Design Considerations for Multiple Availability Zones
NSX-T Data Center 3.x changes how the northbound traffic flow can be influenced. If you have the following architecture, you must change the Tier-0 gateway architecture before you upgrade to NSX-T Data Center 3.x:
- An NSX Edge cluster with edge nodes placed in both availability zones (typically two edge nodes pinned to Availability Zone 1 and two edge nodes pinned to Availability Zone 2)
- An Active/Active Tier-0 gateway architecture where the Tier-0 gateway spans edge nodes in both availability zones.
- Deployed in a data center infrastructure that cannot tolerate asymmetrical routing to or from each availability zone, for example, for physical data center firewalls, and other.
Change to a Tier-0 gateway architecture where the Tier-0 gateway is active only in a single availability zone at a time in one of the following ways:
- Recommended: Place an NSX Edge cluster with edge nodes in a single availability zone only (typically Availability Zone 1), that fail over using vSphere HA to Availability Zone 2 on failure. This change requires changes in the data center fabric including stretching of the Uplink and Edge TEP VLANs between the availability zones. See KB 87426 for more information.

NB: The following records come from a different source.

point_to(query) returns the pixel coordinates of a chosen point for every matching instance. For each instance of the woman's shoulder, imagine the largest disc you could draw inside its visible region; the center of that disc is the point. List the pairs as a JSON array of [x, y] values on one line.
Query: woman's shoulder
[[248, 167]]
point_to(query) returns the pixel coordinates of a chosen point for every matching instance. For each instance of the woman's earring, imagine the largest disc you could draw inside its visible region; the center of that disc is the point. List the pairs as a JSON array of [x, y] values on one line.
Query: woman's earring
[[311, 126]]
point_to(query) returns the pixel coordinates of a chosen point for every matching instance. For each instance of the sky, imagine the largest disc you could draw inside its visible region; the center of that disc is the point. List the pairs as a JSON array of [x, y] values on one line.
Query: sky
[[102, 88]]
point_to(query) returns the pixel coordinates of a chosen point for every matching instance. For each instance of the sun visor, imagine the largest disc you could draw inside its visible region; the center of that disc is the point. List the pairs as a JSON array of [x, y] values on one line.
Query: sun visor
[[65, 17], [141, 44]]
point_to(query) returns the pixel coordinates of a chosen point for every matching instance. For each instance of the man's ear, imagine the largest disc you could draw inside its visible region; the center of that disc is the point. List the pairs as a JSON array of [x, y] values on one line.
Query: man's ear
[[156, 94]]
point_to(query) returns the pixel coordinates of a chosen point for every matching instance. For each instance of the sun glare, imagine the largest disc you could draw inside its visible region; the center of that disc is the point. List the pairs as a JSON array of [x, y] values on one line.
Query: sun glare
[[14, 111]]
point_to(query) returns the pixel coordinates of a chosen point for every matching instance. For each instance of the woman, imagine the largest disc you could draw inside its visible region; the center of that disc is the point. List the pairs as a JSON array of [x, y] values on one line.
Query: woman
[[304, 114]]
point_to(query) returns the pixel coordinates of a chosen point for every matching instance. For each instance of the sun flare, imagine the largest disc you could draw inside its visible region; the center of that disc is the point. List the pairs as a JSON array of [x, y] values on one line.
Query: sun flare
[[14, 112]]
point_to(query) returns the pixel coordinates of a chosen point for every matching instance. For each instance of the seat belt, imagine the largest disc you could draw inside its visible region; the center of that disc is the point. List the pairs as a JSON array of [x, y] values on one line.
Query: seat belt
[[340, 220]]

- Migrate to an Active/Standby Tier-0 gateway. Follow the NSX-T Data Center 3.x product documentation for changing from an Active/Active to an Active/Standby architecture of the Tier-0 gateway.
Changing from a Three N-VDS to Single N-VDS Edge Node Design
Starting with NSX-T Data Center 2.5, a single N-VDS switch design is available in the NSX Edge node. Changing from three N-VDS instances to a single N-VDS provides network throughput and scalability improvements in NSX-T Data Center. It is recommended for all environments but highly recommended for environments deployed at scale.
The procedure involves the following high-level steps:
- Deploy a new NSX Edge cluster with new edge nodes based on the single N-VDS design.
- Deploy a new Tier-0 gateway and verify connectivity.
- Once tested, you can reconfigure your Tier-1 gateways to utilize the new Tier-0 gateway on the single N-VDS edge cluster.
See KB 87426 for more information.
The following issues have been resolved in Cloud Foundation 3.11:
- VMware vCenter Server Appliance 6.7 Update 3p addresses security vulnerabilities CVE-2021-21980 and CVE-2021-22049 as described in VMware Security Advisory VMSA-2021-0027.
- Duplicate node expansion tasks are generated in SDDC Manager.
- When Enable Cluster-Level Selection button is disabled, previously upgraded clusters are automatically selected for upgrade.